There has been a flood of sales on Wall Street after the 10%general tariff announcement, along with a series of reciprocal charges that are much higher for many important business partners.

Powell noted that the announced tariffs were “significantly larger than expected.”

“The same will probably be true for economic effects, which will include higher inflation and slower growth,” he said. “The size and duration of these effects remain uncertain.”

Inflation

Although Powell has been cautious about how the Fed will react to change, markets are pricing an aggressive set of interest rates from June, with a growing probability that the Central Bank cuts at least one percentage point of its main loan rate by the end of the year, according to CME Group data.

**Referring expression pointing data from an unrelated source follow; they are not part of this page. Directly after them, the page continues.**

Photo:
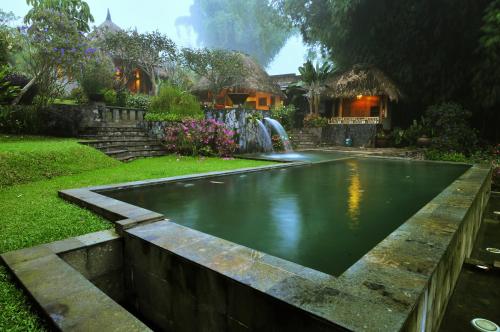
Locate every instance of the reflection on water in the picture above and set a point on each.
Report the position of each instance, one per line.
(324, 216)
(355, 195)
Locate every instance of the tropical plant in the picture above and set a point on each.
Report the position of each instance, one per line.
(284, 114)
(96, 76)
(147, 51)
(172, 100)
(200, 137)
(77, 11)
(139, 101)
(53, 48)
(7, 89)
(252, 27)
(313, 120)
(221, 68)
(313, 78)
(451, 127)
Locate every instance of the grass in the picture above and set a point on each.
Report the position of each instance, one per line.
(31, 213)
(31, 158)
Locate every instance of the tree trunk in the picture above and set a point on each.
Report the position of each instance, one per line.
(23, 91)
(154, 85)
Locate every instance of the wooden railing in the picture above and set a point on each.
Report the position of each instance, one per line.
(354, 120)
(120, 114)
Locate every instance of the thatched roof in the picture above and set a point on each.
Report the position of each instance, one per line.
(362, 80)
(256, 79)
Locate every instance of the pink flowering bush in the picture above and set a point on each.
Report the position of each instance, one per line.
(200, 137)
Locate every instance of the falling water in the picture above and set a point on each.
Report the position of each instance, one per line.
(264, 138)
(278, 128)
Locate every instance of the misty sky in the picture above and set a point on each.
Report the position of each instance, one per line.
(148, 15)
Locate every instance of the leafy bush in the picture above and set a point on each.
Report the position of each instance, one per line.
(434, 154)
(312, 120)
(18, 119)
(8, 91)
(200, 137)
(139, 101)
(277, 143)
(109, 96)
(96, 77)
(168, 117)
(172, 100)
(450, 122)
(79, 96)
(284, 114)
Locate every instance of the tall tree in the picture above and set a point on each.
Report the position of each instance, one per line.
(77, 11)
(148, 51)
(221, 68)
(313, 78)
(53, 48)
(252, 27)
(428, 47)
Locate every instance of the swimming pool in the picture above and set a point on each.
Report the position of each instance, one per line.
(324, 216)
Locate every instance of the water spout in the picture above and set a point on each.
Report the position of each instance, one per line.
(264, 138)
(278, 128)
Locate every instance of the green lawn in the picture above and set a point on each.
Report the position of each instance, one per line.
(31, 213)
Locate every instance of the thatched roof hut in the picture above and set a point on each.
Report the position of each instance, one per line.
(256, 79)
(362, 80)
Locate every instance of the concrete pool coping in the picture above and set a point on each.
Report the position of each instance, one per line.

However, the Fed is responsible for maintaining inflation anchored in full employment.

Powell emphasized that fulfilling the inflation side of his mandate will require maintaining expectations of inflation under control, something that may not be easy to do with Trump by pressing tariffs against US business partners, some of which have already announced retaliatory measures.

A greater focus on inflation would also probably prevent the Fed from flexing policy until he evaluated which long -term impact tariffs will have on prices. Typically, policy formulators see tariffs only as a temporary increase in prices and not as a fundamental driver of inflation, but the broad nature of Trump’s movement can change this perspective.

“Although tariffs are highly prone to generate at least a temporary increase in inflation, the effects may also be more persistent,” Powell said. “Avoiding this result would depend on maintaining well -term long -term inflation expectations, the size of the effects and how long it takes them to be fully passed on to prices.”

Basic inflation reached an annual rate of 2.8% in February, part of a general moderation standard that is still well above the target of 2% of the Fed.

Despite high tariff anxiety, Powell said the economy for now “is still in a good place” with a solid job market. However, he has mentioned recent consumer research showing increasing concerns about inflation and lower expectations for future growth, pointing out that long -term inflation expectations are still aligned with Fed’s goals.